CS Assistant can also initiate the Buy Ticket process by providing Order details and the details will be stored again in the Order data store. Data Flow Diagram is a high level diagram that is drawn with a high degree of abstraction. The data store Order which is drawn here does not necessarily imply a real order database or order table in a database. The way how order details are stored physically is to be decided later on when implementing the system.
Finally, CS Assistant can initiate the Report Lost process by providing the Incident and item details and the information will be stored in the Lost Item database.
Data Flow Diagram Tips and Cautions
Stating the type of data with D, M and T
Each data store which is drawn in a Data Flow Diagram are prefixed by a letter, which is 'D' by default. The letter indicates the kind of data the data store holds. The letter 'D' is used to represent a persistent computerized data, which is probably the most common kind of data type in a typical information system. Besides computerized data, data can also be held for a short time in temporary. We call this kind of data transient data and is represented by letter 'T'. Sometimes, data is stored without the use of a computer. We call this kind of data manual data and is represented by letter 'M'. Finally, if the data is stored without using computer and also is held for a short time, this is known as manual transient data and is represented by T(M).
Be aware of the level of details
In this Data Flow Diagram example, the word "details" is used many times when labeling data. We have "transport details" and "order details". What if we write them explicitly as "route information, train times and delays", "souvenir name, quantity and amount" and "ticket type and amount"? Is this correct? Well, there is no definite answer to this question but try to ask yourself a question when making a decision. Why are you drawing a DFD?
In most cases, Data Flow Diagram is drawn in the early phase of system development, where many details are yet to be confirmed. The use of general terminologies like "details", "information", "credential" certainly leave room for discussion. However, using general terms can be kind of lacking details and make the design lost its usefulness. So it really depends on the purpose of your design.
In a Data Flow Diagram, we focus on the interactions between the system and external parties, rather than the internal communications among interfaces. Therefore, data flows between interfaces and the data stores used are considered to be out of scope and should not be shown in the diagram.
Don't mix up data flow and process flow
Some designers may feel uncomfortable when coming across a connector connecting from a data store to a process, without showing the step of data request being specified on the diagram. Some designers will attempt to put a request attached to the connector between a process and a data store, labeling it "a request" or "request for something", which is surely unnecessary.
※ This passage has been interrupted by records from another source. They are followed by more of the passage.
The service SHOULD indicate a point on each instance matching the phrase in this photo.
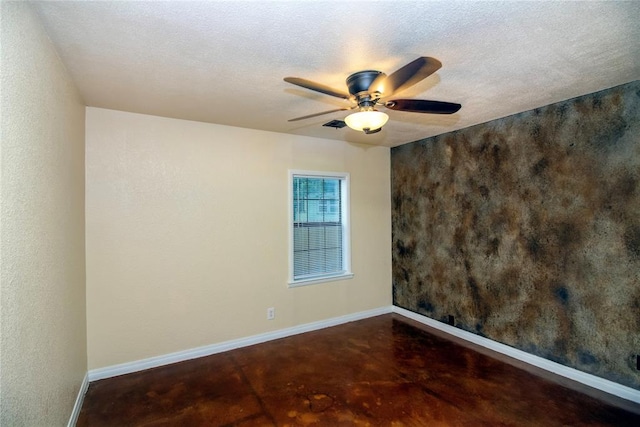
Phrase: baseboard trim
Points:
(180, 356)
(73, 419)
(593, 381)
(589, 380)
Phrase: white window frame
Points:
(346, 272)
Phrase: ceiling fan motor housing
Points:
(361, 81)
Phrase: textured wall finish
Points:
(187, 233)
(527, 230)
(44, 339)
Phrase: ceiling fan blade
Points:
(308, 84)
(406, 76)
(318, 114)
(423, 106)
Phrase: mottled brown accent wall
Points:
(526, 229)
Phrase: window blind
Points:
(317, 227)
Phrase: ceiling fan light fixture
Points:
(366, 121)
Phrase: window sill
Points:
(315, 280)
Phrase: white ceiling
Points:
(224, 61)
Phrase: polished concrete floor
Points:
(382, 371)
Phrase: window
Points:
(319, 235)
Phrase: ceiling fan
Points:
(370, 89)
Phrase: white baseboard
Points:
(593, 381)
(79, 400)
(152, 362)
(589, 380)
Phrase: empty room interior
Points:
(320, 213)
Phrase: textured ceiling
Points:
(224, 61)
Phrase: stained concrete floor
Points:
(382, 371)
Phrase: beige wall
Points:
(187, 234)
(43, 342)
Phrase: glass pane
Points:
(300, 211)
(314, 188)
(315, 213)
(299, 188)
(331, 189)
(333, 237)
(300, 264)
(317, 262)
(332, 211)
(316, 238)
(300, 238)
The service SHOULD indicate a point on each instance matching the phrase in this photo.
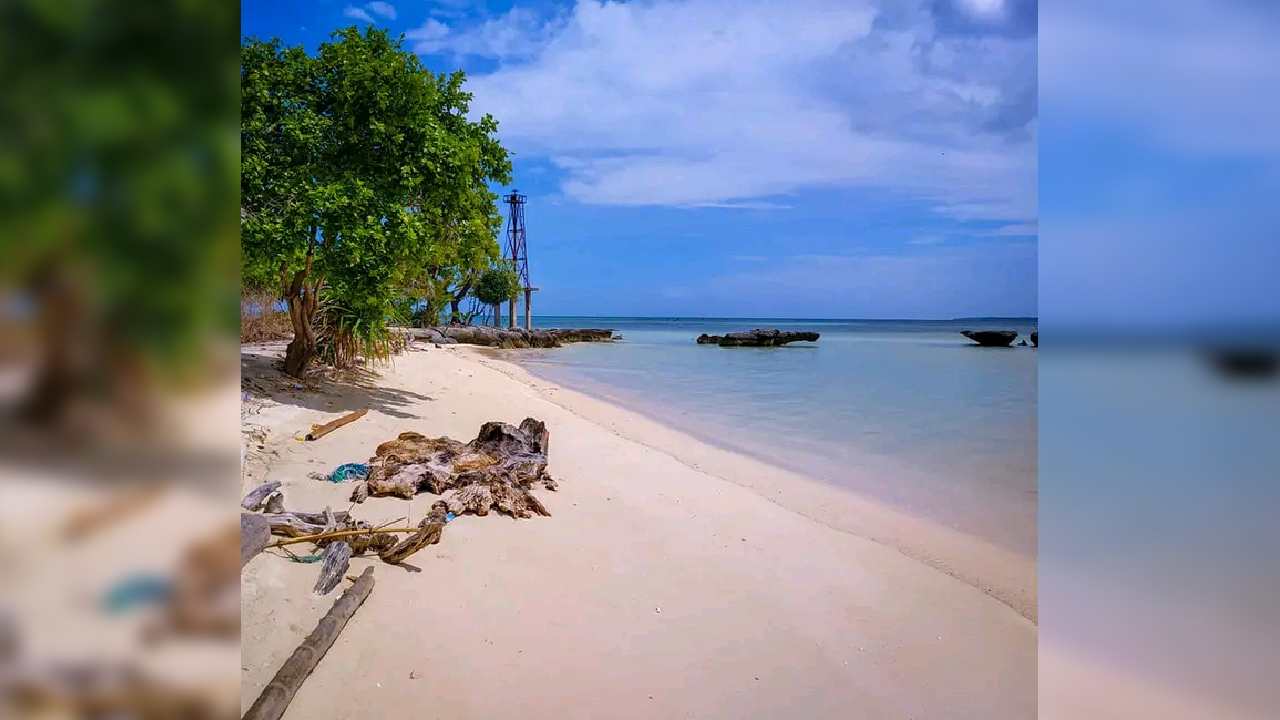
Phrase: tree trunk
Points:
(301, 300)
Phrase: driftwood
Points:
(205, 597)
(428, 533)
(991, 338)
(320, 538)
(101, 688)
(274, 502)
(508, 337)
(337, 559)
(298, 524)
(275, 697)
(117, 507)
(256, 497)
(255, 533)
(757, 338)
(493, 472)
(320, 431)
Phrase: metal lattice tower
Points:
(519, 254)
(516, 249)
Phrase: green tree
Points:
(360, 169)
(497, 285)
(117, 195)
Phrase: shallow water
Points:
(906, 411)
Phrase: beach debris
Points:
(320, 431)
(493, 472)
(337, 559)
(204, 600)
(508, 337)
(428, 533)
(256, 497)
(100, 514)
(97, 688)
(300, 524)
(274, 502)
(759, 337)
(272, 703)
(991, 338)
(255, 533)
(360, 492)
(135, 591)
(347, 472)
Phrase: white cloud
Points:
(915, 285)
(1193, 76)
(727, 103)
(357, 14)
(517, 33)
(384, 9)
(368, 10)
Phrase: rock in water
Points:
(991, 338)
(493, 472)
(757, 338)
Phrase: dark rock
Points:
(991, 338)
(758, 338)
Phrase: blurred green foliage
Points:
(118, 183)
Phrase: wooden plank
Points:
(320, 431)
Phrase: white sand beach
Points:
(673, 578)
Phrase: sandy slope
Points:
(672, 580)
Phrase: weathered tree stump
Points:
(493, 472)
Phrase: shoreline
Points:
(999, 572)
(654, 568)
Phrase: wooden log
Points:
(103, 514)
(255, 533)
(428, 533)
(321, 536)
(298, 524)
(279, 692)
(320, 431)
(257, 496)
(337, 559)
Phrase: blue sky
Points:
(1160, 163)
(813, 158)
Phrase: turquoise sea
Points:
(905, 411)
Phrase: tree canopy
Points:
(362, 178)
(497, 285)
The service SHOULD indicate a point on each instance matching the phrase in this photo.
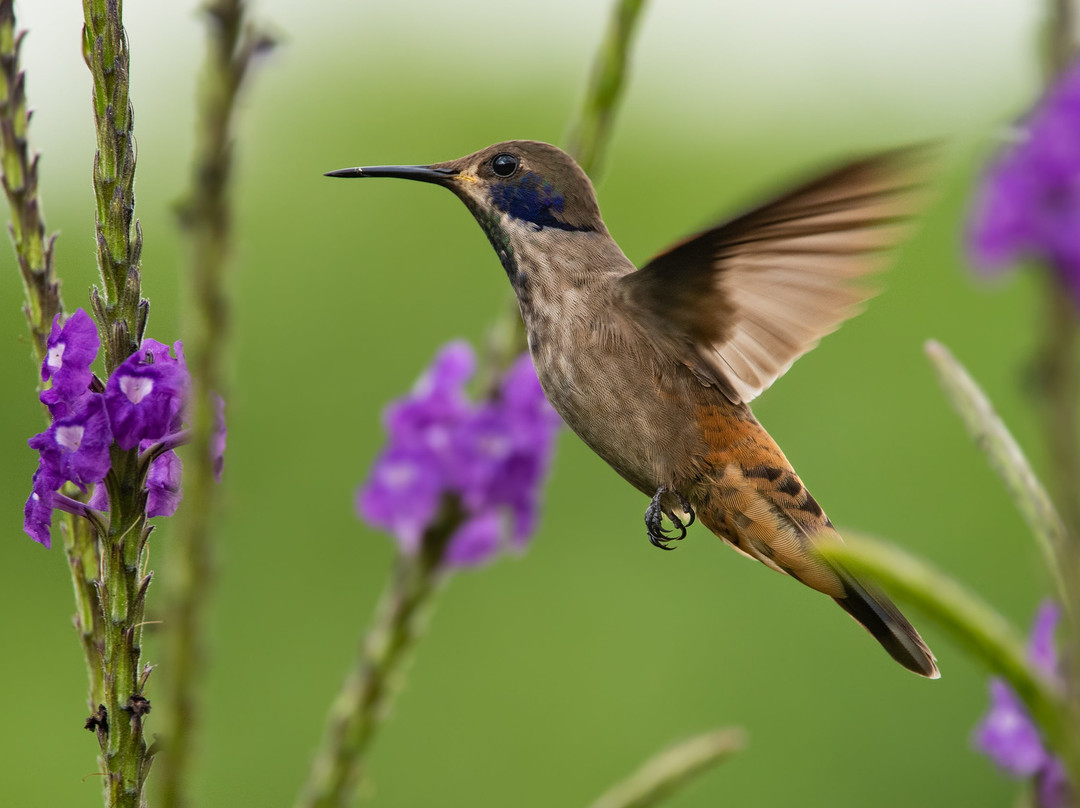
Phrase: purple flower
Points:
(38, 514)
(163, 485)
(76, 447)
(70, 351)
(403, 494)
(217, 440)
(146, 394)
(1010, 738)
(491, 456)
(1029, 200)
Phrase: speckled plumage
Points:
(653, 368)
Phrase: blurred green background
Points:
(548, 676)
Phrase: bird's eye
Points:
(503, 165)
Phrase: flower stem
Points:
(121, 317)
(588, 140)
(121, 312)
(667, 771)
(1008, 460)
(974, 624)
(369, 688)
(205, 215)
(32, 251)
(591, 133)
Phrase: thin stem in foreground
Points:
(368, 691)
(974, 624)
(662, 775)
(206, 216)
(32, 250)
(1007, 458)
(592, 130)
(120, 311)
(588, 140)
(121, 317)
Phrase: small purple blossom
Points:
(69, 352)
(143, 405)
(1010, 738)
(163, 485)
(146, 394)
(1029, 201)
(38, 513)
(493, 456)
(76, 447)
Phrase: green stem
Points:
(19, 178)
(1008, 460)
(122, 590)
(673, 768)
(368, 691)
(590, 135)
(34, 254)
(121, 312)
(206, 217)
(592, 131)
(973, 624)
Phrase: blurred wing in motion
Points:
(752, 295)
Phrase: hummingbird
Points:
(655, 368)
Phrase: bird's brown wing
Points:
(756, 293)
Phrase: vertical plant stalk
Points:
(120, 311)
(586, 142)
(206, 217)
(664, 773)
(592, 131)
(32, 251)
(34, 254)
(1057, 361)
(121, 317)
(368, 691)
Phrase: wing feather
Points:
(754, 294)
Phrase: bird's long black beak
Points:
(421, 173)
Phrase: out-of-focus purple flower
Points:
(475, 541)
(145, 396)
(76, 447)
(1029, 201)
(217, 440)
(491, 456)
(1010, 738)
(70, 351)
(403, 494)
(38, 513)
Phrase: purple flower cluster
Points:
(142, 405)
(1029, 200)
(1010, 738)
(493, 455)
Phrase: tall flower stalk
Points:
(205, 214)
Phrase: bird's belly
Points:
(620, 409)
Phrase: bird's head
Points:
(524, 193)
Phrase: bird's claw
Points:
(653, 520)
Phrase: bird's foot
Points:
(655, 515)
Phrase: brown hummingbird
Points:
(655, 367)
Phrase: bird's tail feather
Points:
(881, 618)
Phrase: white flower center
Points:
(70, 438)
(135, 388)
(55, 360)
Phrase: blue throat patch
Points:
(532, 200)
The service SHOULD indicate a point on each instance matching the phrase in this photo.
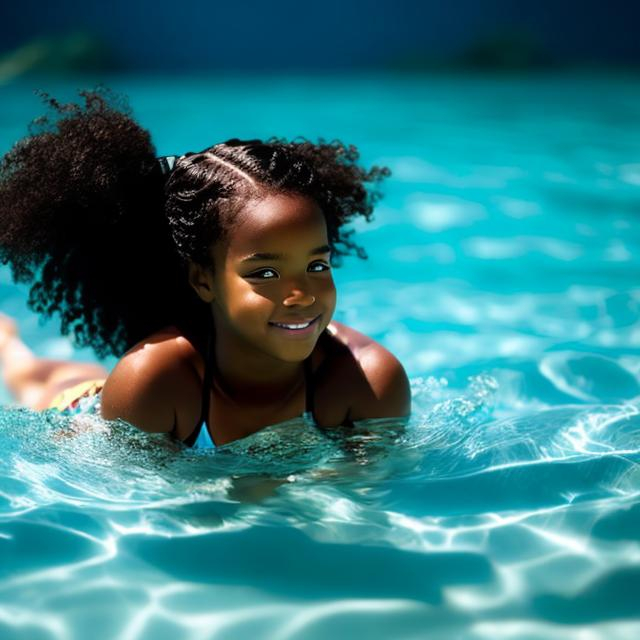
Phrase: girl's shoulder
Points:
(357, 378)
(152, 379)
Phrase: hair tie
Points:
(166, 164)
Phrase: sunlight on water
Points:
(503, 272)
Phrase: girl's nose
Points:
(298, 297)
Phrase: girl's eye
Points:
(263, 274)
(317, 267)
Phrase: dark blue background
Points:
(333, 34)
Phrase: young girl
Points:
(208, 274)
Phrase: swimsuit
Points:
(81, 398)
(200, 437)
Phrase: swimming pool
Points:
(503, 271)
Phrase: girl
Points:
(208, 274)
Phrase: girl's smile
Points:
(272, 292)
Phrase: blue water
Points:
(504, 272)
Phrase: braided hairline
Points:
(233, 167)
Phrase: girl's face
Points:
(272, 288)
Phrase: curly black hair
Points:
(104, 237)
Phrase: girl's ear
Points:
(201, 279)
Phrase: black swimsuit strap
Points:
(209, 372)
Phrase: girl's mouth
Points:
(300, 327)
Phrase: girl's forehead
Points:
(277, 220)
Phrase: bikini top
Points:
(200, 438)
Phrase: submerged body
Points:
(225, 265)
(274, 351)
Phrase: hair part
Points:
(104, 238)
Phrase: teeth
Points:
(293, 326)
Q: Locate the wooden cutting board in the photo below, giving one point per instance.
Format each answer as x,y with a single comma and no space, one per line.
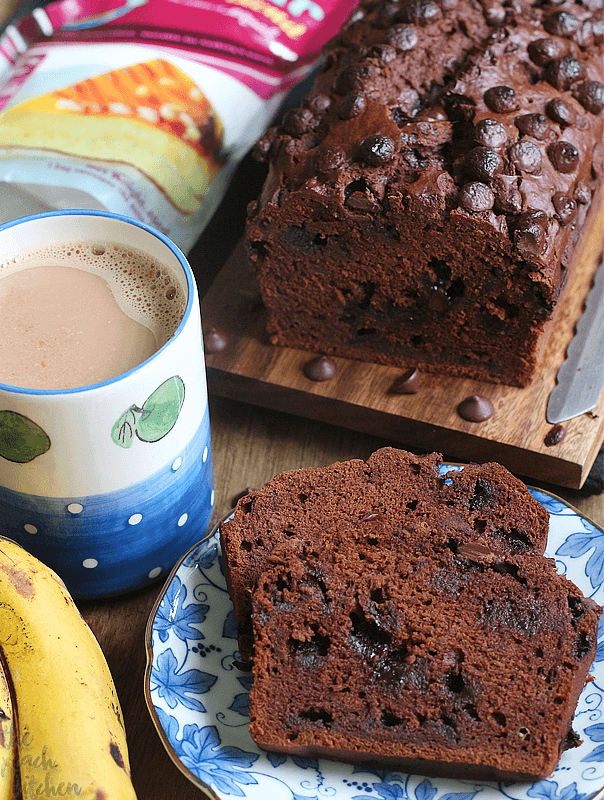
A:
359,397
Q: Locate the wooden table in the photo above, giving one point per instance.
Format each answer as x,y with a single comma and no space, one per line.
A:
250,445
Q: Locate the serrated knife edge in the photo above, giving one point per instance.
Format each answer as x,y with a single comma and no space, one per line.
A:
580,378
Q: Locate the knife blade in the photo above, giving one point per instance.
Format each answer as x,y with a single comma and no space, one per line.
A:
580,378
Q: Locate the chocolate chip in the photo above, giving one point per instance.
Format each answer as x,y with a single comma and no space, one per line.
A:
566,207
298,121
419,12
327,158
483,163
562,72
361,201
403,37
501,99
476,196
377,150
561,112
353,105
407,383
591,96
530,232
541,51
526,156
475,551
535,125
561,23
214,341
475,408
490,133
317,103
564,156
554,435
384,53
320,368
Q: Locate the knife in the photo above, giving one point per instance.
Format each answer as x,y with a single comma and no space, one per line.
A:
581,376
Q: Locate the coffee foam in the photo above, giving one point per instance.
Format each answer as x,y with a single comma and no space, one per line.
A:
146,289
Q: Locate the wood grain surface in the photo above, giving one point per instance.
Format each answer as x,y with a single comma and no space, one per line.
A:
250,444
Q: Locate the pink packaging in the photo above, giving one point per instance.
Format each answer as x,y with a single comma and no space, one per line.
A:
145,107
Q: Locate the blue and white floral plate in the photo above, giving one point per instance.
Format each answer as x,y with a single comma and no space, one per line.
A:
199,699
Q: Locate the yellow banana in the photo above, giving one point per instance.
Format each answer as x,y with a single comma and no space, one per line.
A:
7,741
70,735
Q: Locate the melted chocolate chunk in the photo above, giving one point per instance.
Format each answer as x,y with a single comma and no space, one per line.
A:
529,232
353,105
526,156
214,341
402,37
566,207
475,408
562,72
554,435
490,133
501,99
477,196
541,51
320,368
565,157
377,150
407,383
535,125
483,163
591,96
329,158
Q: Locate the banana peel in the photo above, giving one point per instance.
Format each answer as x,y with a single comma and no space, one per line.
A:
66,728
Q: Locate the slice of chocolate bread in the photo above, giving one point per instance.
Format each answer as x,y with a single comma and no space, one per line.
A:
450,660
395,501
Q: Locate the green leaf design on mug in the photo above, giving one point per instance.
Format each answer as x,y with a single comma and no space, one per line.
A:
155,419
21,439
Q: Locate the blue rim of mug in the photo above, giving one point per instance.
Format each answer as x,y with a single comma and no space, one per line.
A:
83,212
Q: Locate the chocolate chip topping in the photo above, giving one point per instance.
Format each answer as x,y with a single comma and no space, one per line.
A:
490,133
214,341
377,150
530,231
561,23
329,158
407,383
483,163
475,408
591,96
562,72
403,37
476,551
566,207
564,156
541,51
561,112
320,368
535,125
419,12
353,105
476,196
501,99
554,435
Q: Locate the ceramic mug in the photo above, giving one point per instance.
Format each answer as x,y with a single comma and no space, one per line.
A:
110,484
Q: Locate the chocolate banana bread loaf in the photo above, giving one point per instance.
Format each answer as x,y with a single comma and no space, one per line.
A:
423,204
395,501
450,661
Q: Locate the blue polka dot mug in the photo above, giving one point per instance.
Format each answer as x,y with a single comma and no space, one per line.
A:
109,483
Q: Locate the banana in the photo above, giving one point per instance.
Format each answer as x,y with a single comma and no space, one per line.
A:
69,731
7,741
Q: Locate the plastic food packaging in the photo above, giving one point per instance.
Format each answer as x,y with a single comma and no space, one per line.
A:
145,108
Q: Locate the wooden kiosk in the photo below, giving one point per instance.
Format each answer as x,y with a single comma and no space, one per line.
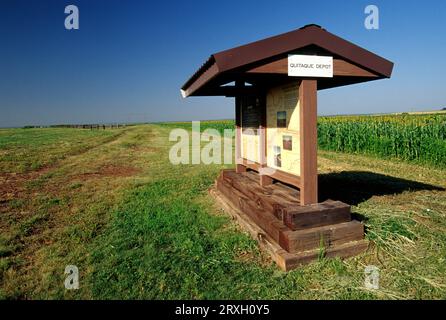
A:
273,192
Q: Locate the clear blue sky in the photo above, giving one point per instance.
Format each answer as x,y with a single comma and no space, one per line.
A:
129,58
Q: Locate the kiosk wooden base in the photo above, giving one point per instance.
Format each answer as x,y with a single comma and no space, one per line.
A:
291,233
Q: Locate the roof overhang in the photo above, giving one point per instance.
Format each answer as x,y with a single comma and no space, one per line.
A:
264,63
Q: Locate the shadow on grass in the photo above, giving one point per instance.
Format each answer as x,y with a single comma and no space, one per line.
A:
354,187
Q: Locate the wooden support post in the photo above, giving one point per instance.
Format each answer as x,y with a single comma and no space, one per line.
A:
238,136
308,141
264,179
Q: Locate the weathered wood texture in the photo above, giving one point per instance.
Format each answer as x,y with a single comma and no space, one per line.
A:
296,232
308,141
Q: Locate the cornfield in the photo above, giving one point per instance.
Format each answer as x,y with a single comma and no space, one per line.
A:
415,138
419,138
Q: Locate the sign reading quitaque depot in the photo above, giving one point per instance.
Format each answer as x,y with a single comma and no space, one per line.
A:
310,66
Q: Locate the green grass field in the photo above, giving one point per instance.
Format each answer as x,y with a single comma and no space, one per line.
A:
138,227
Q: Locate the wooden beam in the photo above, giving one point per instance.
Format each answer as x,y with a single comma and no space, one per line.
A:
308,141
340,68
238,134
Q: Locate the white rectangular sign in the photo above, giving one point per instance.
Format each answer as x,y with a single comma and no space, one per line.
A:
310,66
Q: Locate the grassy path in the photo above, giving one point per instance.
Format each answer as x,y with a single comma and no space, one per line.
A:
140,228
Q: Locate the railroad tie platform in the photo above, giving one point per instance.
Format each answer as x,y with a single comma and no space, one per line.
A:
291,233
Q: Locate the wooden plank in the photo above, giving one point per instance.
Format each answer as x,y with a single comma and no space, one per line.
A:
286,177
316,215
327,236
266,221
285,260
308,141
238,134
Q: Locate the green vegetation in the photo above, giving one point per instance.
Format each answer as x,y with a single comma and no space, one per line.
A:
139,227
415,138
23,150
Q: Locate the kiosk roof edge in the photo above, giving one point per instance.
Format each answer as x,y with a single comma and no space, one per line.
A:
236,61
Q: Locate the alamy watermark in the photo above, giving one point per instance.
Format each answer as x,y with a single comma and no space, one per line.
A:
72,279
371,280
72,20
371,22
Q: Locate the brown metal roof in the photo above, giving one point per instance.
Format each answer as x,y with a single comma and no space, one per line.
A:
229,65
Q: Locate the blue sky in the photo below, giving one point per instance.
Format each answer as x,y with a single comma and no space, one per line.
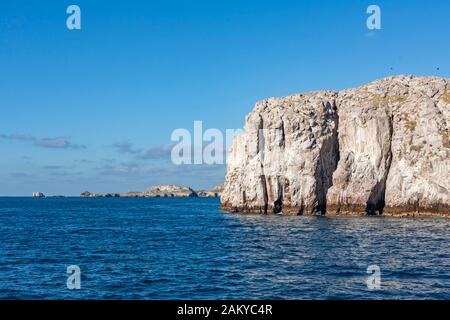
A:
94,109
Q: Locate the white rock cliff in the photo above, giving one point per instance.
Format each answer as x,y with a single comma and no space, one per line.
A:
380,148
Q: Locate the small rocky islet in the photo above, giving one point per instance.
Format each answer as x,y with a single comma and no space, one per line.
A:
159,191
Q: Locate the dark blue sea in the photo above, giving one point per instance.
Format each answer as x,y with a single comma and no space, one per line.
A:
169,248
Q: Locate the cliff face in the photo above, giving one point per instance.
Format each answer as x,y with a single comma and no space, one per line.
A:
380,148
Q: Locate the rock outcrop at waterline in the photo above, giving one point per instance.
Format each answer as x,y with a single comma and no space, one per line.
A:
380,148
159,191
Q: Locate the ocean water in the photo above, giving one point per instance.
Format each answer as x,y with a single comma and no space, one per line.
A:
169,248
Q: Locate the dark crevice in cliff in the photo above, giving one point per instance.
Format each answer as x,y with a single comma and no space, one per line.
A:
265,195
329,158
376,202
278,204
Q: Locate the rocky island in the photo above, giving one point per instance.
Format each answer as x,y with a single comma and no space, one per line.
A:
163,191
382,148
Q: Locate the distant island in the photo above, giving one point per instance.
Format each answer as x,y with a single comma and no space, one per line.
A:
157,191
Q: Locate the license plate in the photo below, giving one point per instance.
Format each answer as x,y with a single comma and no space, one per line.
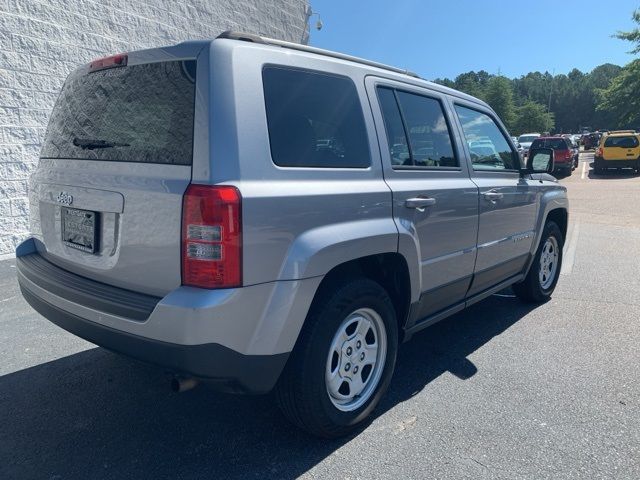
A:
80,229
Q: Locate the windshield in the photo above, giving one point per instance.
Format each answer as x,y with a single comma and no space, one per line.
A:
139,113
555,143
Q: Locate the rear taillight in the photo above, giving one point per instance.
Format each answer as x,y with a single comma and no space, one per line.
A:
119,60
211,236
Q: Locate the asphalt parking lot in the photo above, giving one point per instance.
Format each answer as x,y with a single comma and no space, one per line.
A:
501,390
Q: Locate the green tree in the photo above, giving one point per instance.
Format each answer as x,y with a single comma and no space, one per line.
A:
499,95
634,35
532,117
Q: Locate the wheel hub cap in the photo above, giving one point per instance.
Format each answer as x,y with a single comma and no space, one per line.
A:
548,263
356,359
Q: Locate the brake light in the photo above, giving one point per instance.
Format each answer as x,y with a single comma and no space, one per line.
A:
211,236
119,60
Keep in mind that Data Flow Diagram was designed for representing the exchange of information. Connectors in a Data Flow Diagram are for representing data, not for representing process flow, step or anything else. When we label a data flow that ends at a data store "a request", this literally means we are passing a request as data into a data store. Although this may be the case in implementation level as some of the DBMS do support the use of functions, which intake some values as parameters and return a result, however, in data flow diagram, we tend to treat data store as a sole data holder that does not possess any processing capability. If you want to model the system flow or process flow, you could use either Activity Diagram or BPMN Business Process Diagram instead. If you want to model the internal structure of data store, you may use Entity Relationship Diagram.